Al hilo de esa reflexión añadió la escritora que «es en el colegio y en la universidad donde se planta la semilla para darnos las herramientas necesarias para configurar un pensamiento propio, y por eso a mí me parece un desatino y algo realmente gravísimo que las Humanidades sean consideradas asignaturas menores en nuestro sistema educativo. La filosofía te ayuda a interpelarte para empezar a ser tú mismo, a cuestionar lo que hay a tu alrededor, a hacerte preguntas, y si te falta esa herramienta es muy peligroso; si no conoces la historia no sabes de dónde vienes y, por tanto, no sabes lo que está pasando ahora ni a dónde vamos; si no estudias la historia del arte, la visita a un museo es muy pobre y no te enteras de nada. Y, si me apuras, yo creo que en el currículo escolar habría que meter incluso historia de la religión, no el contenido digamos doctrinal pero sí la historia, porque de lo contrario no entiendes lo que ha sido Occidente ni el mundo».

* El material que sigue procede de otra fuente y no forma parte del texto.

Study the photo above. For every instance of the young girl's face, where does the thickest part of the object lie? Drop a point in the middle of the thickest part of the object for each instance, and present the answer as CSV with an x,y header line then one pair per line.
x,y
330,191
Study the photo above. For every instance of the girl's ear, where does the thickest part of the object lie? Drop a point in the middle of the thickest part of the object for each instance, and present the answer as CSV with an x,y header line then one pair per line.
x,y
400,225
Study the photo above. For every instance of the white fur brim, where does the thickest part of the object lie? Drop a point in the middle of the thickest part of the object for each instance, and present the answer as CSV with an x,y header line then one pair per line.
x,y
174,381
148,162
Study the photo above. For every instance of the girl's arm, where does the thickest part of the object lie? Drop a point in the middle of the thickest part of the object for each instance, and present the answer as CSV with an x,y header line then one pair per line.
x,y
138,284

Como prueba de que lo que defiende con la palabra lo ha llevado a la práctica, explicó que ella había matriculado a su hijo «en un colegio laico, el Josefina Aldecoa, que escogí precisamente porque era un colegio laico en el que, sin embargo, daban historia en las religiones». Esa decisión del centro educativo seguramente era una forma de coherencia con la escritora que le daba nombre porque, dijo la autora de La hermandad de la sábana Santa, «Josefina Aldecoa consideraba que no se podía ser una persona culta si uno no estudiaba historia en las religiones», y en ese colegio «naturalmente no lo hacían desde el punto de vista de la doctrina espiritual, sino como una parte más de la historia del mundo, de la historia de la humanidad, ayudando de esa manera a entender nuestro pasado y parte de nuestro presente».
«Hay un montón de asignaturas que tienen que ver con las humanidades y que han ido desapareciendo, a pesar de que son las herramientas que nos ayudan a tener un pensamiento propio y un pensamiento crítico, y eso es muy peligroso», acabó manifestando Julia Navarro.